Alors qu’elle cherche à exercer un pouvoir politique à l’échelle mondiale, la Chine utilise de plus en plus son programme de sanctions économiques pour atteindre ses objectifs en matière de politique étrangère et économique. L’activité de la Chine en matière de sanctions reflète la volonté de Pékin de réagir aux sanctions occidentales, en particulier aux effets de la guerre commerciale américaine initiée sous la présidence Trump et aux mesures ciblées prises contre les entreprises militaires chinoises qui, selon les États-Unis, sont impliquées dans la diffusion de technologies de surveillance. Face à des régimes de sanctions occidentaux toujours plus sévères envers la Chine, le gouvernement chinois s’est aussi efforcé de gérer les effets des sanctions secondaires en pénalisant les entreprises chinoises qui se conformeraient aux restrictions imposées par des gouvernements étrangers.
Compte tenu de l’importance croissante de la Chine dans le paysage financier international, les établissements doivent maîtriser le régime de sanctions de la Chine et ses conséquences en termes de conformité.
Qu’est-ce que le régime de sanctions de la Chine ?
En réponse à l’escalade de la guerre commerciale avec les États-Unis, le Ministère chinois du Commerce (MOFCOM) a annoncé en 2019 qu’il allait introduire son propre programme de sanctions internationales et publier des désignations sur sa Liste d’entités non fiables (UEL). Selon le MOFCOM, les personnes et entités étrangères figurant sur cette UEL « portent atteinte à la souveraineté nationale, à la sécurité et au développement de la Chine » ou enfreignent « les règles économiques et commerciales acceptées au niveau international. »

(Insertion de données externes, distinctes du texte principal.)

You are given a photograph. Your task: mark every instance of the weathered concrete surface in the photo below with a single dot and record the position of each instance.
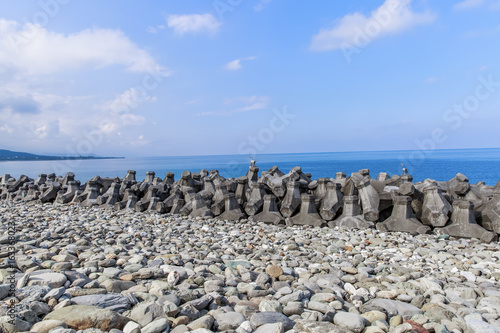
(308, 214)
(402, 218)
(463, 224)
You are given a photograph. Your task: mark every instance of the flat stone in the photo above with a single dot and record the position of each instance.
(49, 279)
(45, 326)
(391, 307)
(350, 321)
(271, 328)
(261, 318)
(144, 313)
(229, 321)
(479, 326)
(274, 271)
(305, 326)
(374, 315)
(156, 326)
(115, 302)
(80, 317)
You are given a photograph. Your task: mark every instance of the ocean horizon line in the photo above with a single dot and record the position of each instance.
(323, 152)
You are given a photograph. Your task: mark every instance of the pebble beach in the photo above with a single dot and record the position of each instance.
(82, 269)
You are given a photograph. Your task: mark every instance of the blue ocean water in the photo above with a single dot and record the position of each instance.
(441, 165)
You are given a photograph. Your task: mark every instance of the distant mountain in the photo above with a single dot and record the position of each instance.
(8, 155)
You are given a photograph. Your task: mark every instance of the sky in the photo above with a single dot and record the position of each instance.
(198, 77)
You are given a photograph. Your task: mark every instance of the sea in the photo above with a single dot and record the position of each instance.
(479, 165)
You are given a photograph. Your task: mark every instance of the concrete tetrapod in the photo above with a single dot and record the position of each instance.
(332, 202)
(308, 214)
(291, 200)
(256, 199)
(490, 214)
(370, 201)
(69, 194)
(402, 218)
(232, 211)
(351, 215)
(436, 210)
(270, 212)
(463, 224)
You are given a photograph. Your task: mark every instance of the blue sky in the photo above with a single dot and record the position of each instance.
(197, 77)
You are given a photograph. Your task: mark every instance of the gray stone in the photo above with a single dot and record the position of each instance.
(86, 316)
(391, 307)
(479, 326)
(111, 301)
(47, 278)
(261, 318)
(228, 321)
(144, 313)
(132, 327)
(305, 326)
(156, 326)
(206, 321)
(350, 321)
(271, 328)
(46, 325)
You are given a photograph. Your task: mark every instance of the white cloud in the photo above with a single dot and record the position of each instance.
(433, 79)
(193, 23)
(120, 112)
(468, 4)
(261, 5)
(471, 4)
(33, 49)
(236, 64)
(154, 30)
(125, 102)
(240, 104)
(357, 30)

Les sanctions chinoises sont imposées en vertu de la Loi sur le commerce extérieur de 2016 et de la Loi sur la sécurité nationale de 2015. La Loi sur le commerce extérieur prévoit des restrictions économiques sur les marchandises et les technologies « s’il est nécessaire de restreindre ou d’interdire des importations ou des exportations pour une quelconque raison » tandis que la Loi sur la sécurité nationale permet à la Chine d’imposer des sanctions contre « les investissements étrangers, des articles spécifiques et des technologies majeures ainsi que sur des produits et services informatiques affectant ou pouvant affecter la sécurité nationale. »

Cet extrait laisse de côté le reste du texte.